Guys, I cannot urge you ENOUGH to get properly tested for celiac disease before going gluten-free. There are too many people who are preaching the fad dieting aspect of living gluten-free that it is actually hurting people getting properly diagnosed for celiac disease. People just go gluten-free all willy nilly without understanding why a gluten-free diet is necessary. Gluten-free is a medically necessary diet for those who cannot eat gluten – those with a wheat allergy (an actually food allergy – less common than celiac), diagnosed celiac disease (about 1:133 – probably now more like 100) or non-celiac gluten intolerance (more than celiac disease but certainly not the amount of people who are eating gluten-free right now in America). So why is everyone ordering gluten-free pizza crust, even if they don’t have celiac or a medical issue?

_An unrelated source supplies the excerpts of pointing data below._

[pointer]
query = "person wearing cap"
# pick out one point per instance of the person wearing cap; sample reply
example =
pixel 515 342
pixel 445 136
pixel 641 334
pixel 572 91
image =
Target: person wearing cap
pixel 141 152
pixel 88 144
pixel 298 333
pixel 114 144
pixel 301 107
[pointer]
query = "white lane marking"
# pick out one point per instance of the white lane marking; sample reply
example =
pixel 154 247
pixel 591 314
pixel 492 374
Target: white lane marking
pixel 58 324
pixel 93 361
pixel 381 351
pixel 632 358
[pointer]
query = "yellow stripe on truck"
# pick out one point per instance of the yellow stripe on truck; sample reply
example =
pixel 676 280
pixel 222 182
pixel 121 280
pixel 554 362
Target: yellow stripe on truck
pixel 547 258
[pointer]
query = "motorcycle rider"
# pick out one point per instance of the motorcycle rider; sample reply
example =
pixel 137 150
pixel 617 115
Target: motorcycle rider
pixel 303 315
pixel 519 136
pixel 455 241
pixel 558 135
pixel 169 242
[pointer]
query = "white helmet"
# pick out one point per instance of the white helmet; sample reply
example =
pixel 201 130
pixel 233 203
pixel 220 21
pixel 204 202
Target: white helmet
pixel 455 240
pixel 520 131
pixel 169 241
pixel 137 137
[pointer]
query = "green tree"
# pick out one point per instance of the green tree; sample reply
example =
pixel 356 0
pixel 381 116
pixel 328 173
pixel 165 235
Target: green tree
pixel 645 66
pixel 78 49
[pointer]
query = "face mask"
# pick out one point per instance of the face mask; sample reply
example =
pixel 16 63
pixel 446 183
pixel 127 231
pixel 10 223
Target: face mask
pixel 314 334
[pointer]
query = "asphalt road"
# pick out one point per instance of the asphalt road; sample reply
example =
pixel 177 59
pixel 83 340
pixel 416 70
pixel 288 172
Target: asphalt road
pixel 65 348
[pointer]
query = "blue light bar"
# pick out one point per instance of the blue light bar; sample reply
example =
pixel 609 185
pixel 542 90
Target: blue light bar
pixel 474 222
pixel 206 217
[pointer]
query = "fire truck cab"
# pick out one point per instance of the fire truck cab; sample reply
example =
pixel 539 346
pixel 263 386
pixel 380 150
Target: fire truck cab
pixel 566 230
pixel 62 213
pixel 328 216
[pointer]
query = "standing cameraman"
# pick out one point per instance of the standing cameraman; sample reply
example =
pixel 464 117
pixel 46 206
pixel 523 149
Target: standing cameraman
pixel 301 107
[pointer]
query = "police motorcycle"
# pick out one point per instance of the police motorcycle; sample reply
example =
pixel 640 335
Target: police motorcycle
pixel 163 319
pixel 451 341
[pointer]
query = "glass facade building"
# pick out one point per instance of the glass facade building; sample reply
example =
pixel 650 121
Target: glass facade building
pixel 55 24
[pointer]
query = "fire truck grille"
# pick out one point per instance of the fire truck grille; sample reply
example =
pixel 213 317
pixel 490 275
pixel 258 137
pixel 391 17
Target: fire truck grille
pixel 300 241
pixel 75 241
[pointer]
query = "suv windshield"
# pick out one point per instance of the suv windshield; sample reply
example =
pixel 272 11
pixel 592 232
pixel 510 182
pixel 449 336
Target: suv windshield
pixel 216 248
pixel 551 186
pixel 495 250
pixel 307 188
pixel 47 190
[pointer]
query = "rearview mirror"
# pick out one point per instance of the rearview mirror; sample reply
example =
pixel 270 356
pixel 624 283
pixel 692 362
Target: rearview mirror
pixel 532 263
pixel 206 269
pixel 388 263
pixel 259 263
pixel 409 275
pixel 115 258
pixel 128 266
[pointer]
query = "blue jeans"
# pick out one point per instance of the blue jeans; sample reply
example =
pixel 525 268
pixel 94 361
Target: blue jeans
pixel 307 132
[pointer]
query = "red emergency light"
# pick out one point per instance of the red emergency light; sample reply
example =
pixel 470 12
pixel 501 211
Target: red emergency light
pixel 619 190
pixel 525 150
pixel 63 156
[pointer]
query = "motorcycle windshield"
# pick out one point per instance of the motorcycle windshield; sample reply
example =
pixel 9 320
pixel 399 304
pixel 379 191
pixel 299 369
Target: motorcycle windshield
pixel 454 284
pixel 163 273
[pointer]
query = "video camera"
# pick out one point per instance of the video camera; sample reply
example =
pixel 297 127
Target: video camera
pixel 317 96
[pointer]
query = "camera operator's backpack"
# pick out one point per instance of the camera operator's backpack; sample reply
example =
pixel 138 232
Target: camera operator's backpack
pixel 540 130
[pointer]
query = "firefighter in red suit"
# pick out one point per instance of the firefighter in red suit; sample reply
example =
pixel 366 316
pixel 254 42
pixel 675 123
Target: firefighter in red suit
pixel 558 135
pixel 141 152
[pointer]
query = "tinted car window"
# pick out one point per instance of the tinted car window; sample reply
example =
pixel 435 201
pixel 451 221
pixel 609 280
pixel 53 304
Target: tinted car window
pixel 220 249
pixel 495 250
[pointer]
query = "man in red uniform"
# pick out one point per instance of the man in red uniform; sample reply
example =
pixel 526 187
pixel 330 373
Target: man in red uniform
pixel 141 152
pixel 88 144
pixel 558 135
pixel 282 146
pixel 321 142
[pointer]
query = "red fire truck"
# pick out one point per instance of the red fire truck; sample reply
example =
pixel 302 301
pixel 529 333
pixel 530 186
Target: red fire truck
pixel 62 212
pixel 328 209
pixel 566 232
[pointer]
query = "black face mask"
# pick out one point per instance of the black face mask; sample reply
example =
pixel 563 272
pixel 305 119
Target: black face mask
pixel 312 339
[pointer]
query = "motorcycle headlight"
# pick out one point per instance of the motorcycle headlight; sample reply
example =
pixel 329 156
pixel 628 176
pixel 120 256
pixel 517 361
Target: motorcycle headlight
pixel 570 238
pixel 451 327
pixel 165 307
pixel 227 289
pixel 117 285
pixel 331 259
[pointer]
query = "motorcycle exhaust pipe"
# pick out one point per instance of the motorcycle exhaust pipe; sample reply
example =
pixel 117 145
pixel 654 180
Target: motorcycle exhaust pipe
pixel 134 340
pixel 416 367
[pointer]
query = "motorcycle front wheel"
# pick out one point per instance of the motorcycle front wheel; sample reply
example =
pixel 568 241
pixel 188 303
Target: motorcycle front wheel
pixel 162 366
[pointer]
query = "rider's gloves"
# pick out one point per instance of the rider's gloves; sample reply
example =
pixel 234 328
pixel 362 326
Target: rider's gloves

Gluten-Free Is Not a Weight-Loss Diet
Regular people are going gluten-free because they (mistakenly) think that gluten-free substitute food is more healthy. Not true I say, not true! Gluten-free subs can be more calorically dense than their gluten-full counterparts. They are also often not fortified with vitamins and minerals like their gluten-full counterpart. And let’s not forget folks that A COOKIE IS STILL A COOKIE – even if it’s gluten free!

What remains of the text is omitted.